Накануне еще приводились доводы. Татьяна Михайловна почти не спорила. В душе была с мужем согласна: действительно другого выхода нет. Понимала, что долго так жить нельзя. «И нельзя, и незачем», — шептал Дмитрий Анатольевич. Вдобавок профессор Скоблин в разговоре с Татьяной Михайловной проговорился. «Непосредственной опасности я не вижу. Я знаю людей, которые с такими увечьями живут уже несколько лет», — сказал он. И на доводы мужа Татьяна Михайловна теперь с искаженным лицом только шептала:
— Но ведь это никогда не поздно…
— Может быть и поздно… Даже в менее важном… Пока мы честные люди… А если… если будем жить их милостыней… То деградируем, как все, — сказал Ласточкин и вспомнил о «теории самоубийства», которую приписывали Морозову: самоубийство всегда для человека — самый достойный способ ухода. «Он так думал в то время, что же он сказал бы теперь, в моем положении? Хорошо, что достал тогда яд. Без него было бы трудно: газ открыть — взорвется весь дом. И заметят жильцы, закроют, будет леченье, грязь, мука»…
Когда решение было принято, обоим стало немного легче. Вернее, они скрывали друг от друга ужас и нестерпимую боль. Говорили спокойно. Дмитрий Анатольевич говорил, что смерть от цианистого калия наступает мгновенно, без мучений. Татьяна Михайловна отвечала, что не беда, если мученья продлятся несколько минут: при естественной смерти бывает неизмеримо хуже. Деловито обсуждали подробности. Написать ли Никите Федоровичу?
— По моему не надо.
— Да, это могло бы привлечь к нему внимание властей.
— Именно… Его вызывали бы…
— Всё-таки не написать ничего, это было бы ему обидно. Мы стольким ему обязаны.
— Это так… Что-ж, попробуй… Напиши… Она попробовала, начала писать: «Дорогой друг, Никита Федорович. Нам тяжело причинять вам горе, которое»… Но махнула рукой, и, несмотря на деловитость, вдруг заплакала.
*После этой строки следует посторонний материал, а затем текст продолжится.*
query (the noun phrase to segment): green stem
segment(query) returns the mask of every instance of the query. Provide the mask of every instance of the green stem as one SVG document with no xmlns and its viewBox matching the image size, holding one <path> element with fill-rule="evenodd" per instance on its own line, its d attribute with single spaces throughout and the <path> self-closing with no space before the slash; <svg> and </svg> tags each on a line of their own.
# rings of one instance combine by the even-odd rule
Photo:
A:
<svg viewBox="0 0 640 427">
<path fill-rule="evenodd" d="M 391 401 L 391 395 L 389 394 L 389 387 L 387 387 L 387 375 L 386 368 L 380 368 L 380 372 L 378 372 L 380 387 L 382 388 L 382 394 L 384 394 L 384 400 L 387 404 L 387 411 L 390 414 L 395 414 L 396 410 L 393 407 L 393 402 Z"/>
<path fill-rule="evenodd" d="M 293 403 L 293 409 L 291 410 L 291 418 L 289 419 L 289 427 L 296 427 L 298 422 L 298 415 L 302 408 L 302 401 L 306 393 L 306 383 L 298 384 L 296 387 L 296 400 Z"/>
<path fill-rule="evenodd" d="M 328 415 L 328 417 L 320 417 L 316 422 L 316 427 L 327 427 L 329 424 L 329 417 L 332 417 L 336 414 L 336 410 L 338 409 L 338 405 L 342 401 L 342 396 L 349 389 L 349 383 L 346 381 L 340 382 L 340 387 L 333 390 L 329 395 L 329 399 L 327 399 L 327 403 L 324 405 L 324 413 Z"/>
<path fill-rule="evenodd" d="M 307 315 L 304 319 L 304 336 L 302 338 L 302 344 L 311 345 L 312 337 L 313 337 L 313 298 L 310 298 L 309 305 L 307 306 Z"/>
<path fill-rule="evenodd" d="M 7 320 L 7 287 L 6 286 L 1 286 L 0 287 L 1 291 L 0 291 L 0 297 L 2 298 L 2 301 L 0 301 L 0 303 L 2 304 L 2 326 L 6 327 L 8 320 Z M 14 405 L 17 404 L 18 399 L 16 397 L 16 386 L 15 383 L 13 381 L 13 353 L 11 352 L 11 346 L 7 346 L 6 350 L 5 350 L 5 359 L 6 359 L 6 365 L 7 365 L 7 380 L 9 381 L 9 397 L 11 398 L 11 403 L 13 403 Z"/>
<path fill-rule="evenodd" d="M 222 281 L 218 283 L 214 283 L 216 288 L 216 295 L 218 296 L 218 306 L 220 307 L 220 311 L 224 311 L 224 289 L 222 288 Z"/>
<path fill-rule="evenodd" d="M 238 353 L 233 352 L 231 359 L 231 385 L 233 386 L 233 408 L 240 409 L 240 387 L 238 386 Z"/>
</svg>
Горе Никиты Федоровича было ничто по сравнению с мукой этого последнего дня их жизни. Слезы полились и у Дмитрия Анатольевича. Она налила ему воды из графина, налила и себе.
— Из этих самых стаканов, — сказала Татьяна Михайловна уже опять «спокойно». «Господи, зачем мы ждем? Сейчас, сейчас, сию минуту!»
Было решено покончить с собой в одиннадцатом часу вечера, когда лягут спать жильцы. Они могли бы что-либо услышать, заглянуть, позвать врача, полицию. Ласточкин знал, что цианистый калий легко разлагается: если хоть немного разложился в мыльнице, то и смерть наступит не сразу.
— Пусть лучше узнают завтра. Сиделка зайдет и увидит. Она знает адрес Никиты Федоровича, — говорила Татьяна Михайловна. — И он поймет, почему мы не написали. Не пишем ведь ни Люде, ни Нине, ни Аркаше… А вот властям надо написать несколько слов. А то еще подумают, что нас отравили!